GST rules stipulate the action to be taken against Firm B due to delay or non-payment of tax. These actions include interest, penalty and possible prosecution. Such rules are standard in GST implementations across the world. What makes the Indian GST rules stand out is the insistence that input tax credit to Firm C is allowed only if “… the tax charged in respect of such supply has been actually paid to the Government” (16 (2) (c) in the CGST and other GST laws, and again referenced in other clauses linking it to the existence of a “valid return” from Firm B, which is defined as return furnished where self-assessment tax has been paid in full). With this one clause, Indian lawmakers risk converting a potentially transformative economic change into a supply chain disaster.

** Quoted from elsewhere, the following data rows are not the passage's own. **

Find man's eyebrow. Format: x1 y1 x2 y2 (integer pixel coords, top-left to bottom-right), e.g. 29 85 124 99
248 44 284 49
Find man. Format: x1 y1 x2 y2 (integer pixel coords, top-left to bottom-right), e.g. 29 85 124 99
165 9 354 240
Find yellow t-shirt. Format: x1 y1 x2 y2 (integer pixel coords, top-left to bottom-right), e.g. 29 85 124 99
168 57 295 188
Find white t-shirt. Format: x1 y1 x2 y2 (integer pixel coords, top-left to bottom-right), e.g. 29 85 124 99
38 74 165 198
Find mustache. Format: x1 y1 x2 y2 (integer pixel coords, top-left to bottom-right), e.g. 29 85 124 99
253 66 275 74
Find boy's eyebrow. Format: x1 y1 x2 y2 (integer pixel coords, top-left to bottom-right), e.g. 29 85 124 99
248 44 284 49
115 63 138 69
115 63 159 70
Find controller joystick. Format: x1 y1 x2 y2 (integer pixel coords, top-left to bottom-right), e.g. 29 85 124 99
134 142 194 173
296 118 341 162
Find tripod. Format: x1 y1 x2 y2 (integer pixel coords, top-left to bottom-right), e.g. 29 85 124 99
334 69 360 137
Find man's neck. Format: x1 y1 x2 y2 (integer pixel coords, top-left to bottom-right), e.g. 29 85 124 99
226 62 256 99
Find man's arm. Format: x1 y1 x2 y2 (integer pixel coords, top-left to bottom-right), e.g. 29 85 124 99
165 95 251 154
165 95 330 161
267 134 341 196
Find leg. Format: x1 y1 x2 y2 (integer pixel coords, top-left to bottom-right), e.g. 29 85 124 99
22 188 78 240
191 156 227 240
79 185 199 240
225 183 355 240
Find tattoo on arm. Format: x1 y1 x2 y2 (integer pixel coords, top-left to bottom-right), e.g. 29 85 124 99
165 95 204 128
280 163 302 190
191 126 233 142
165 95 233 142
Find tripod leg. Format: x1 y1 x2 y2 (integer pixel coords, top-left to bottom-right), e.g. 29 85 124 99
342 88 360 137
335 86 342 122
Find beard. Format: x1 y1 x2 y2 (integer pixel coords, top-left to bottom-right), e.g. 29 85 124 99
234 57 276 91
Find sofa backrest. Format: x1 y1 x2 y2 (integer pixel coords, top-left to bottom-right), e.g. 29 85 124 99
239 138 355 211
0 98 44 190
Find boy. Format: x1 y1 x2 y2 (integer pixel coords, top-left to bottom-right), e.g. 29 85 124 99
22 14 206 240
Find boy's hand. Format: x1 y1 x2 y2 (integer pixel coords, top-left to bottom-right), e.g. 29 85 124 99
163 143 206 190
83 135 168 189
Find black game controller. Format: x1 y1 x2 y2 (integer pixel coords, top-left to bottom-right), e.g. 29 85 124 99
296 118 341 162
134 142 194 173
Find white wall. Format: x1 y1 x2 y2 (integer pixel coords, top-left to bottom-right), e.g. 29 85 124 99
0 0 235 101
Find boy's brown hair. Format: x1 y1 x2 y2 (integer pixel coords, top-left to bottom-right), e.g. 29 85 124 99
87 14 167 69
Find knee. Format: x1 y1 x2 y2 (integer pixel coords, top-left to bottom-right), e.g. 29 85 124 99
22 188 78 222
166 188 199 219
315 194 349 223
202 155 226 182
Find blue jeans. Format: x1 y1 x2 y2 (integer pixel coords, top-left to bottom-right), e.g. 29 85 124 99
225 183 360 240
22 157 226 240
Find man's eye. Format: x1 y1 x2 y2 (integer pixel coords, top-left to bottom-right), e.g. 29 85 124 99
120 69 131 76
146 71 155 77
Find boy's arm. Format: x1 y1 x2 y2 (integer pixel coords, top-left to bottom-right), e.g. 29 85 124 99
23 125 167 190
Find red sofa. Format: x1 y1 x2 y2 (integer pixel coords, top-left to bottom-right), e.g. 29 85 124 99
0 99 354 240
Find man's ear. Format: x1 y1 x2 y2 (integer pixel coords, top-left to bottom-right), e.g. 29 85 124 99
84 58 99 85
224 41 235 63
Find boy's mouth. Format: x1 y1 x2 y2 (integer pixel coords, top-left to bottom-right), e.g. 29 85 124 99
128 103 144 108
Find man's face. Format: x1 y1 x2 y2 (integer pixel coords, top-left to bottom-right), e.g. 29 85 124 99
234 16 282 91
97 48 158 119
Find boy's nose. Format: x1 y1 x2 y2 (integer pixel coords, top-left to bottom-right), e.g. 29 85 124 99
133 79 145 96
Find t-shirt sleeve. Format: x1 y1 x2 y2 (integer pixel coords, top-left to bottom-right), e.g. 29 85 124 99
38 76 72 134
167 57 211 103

A “valid return” is the end state of a long list of activities to be performed by Firm B. These include: (i) uploading the data on invoices, (ii) checking the accuracy of the data reported by Firms A and C, (iii) preparing a return, and (iv) paying tax. If Firm B fails to do these, it would face interest on the tax liability, penalty and prosecution; its rating would be downgraded and shared publicly. It might be blacklisted and its cash flow situation may worsen. So there is a real threat to Firm B if it defaults. Perhaps that is the rationale for this GST requirement.

Denying input tax credit to Firm C would doubtless put enormous pressure on Firm B to not default on tax payment in the first place. We wonder whether this pressure is legal, ethical, and economically justified. Defaults can and do happen. Designing a system to recover from default is as important as designing to avoid default. The entire supply chain becomes fragile if Firm C is denied input tax credit when it is not at fault.

If Firm B defaults on tax payment, disruption in cash flow would occur for a number of downstream firms that purchase from Firm B. It might generate a domino effect, with several downstream firms defaulting in tax payments. Tax authorities would be under pressure if a large number of firms were to default. It would surely generate a wave of litigation.

Note that the severity of the increased tax liability of Firm C could be unrelated to the tax liability of Firm B. Even if a small business defaults in tax payment, it can have a large domino effect! Who knows? There might be a rogue Firm B which seeks rents by holding a larger Firm C to ransom. The last thing GST should do is make downstream firms vulnerable to extortion.

If Firms B and C stand to lose in case of a tax default, who gains? Interestingly, in our example, the government would have collected Rs30 lakh (20 by Firm A, 4 by Firm B, and 6 by Firm C) if there was no default, and Rs50 lakh (20 by Firm A and 30 by Firm C) if there is a default by Firm B. The government is thus the primary beneficiary of this rule related to input tax credit. It is using this rule to reduce the chances of a default, pass on the job of ensuring compliance to downstream firms, and benefit in case of a default. It is a remarkable transfer of tax-default risk and tax-compliance cost from the government to downstream firms in a supply chain, except that the resultant supply-chain disruption risk is much more than the original tax-default risk.

We hope the government corrects this anomaly. The solution lies in delinking input credit from “valid returns” and instead linking it to invoices registered with GSTN. If the tax liability related to the invoice is outstanding, the government should penalize the defaulting firm and downgrade its rating. Similarly, if a firm claims input tax credit against non-existent supplies or claims higher amounts, penal interest, prosecution, and downgrading of rating should follow. This would send a strong signal to defaulters and dishonest firms, localize the disruption, and build a culture of tax compliance.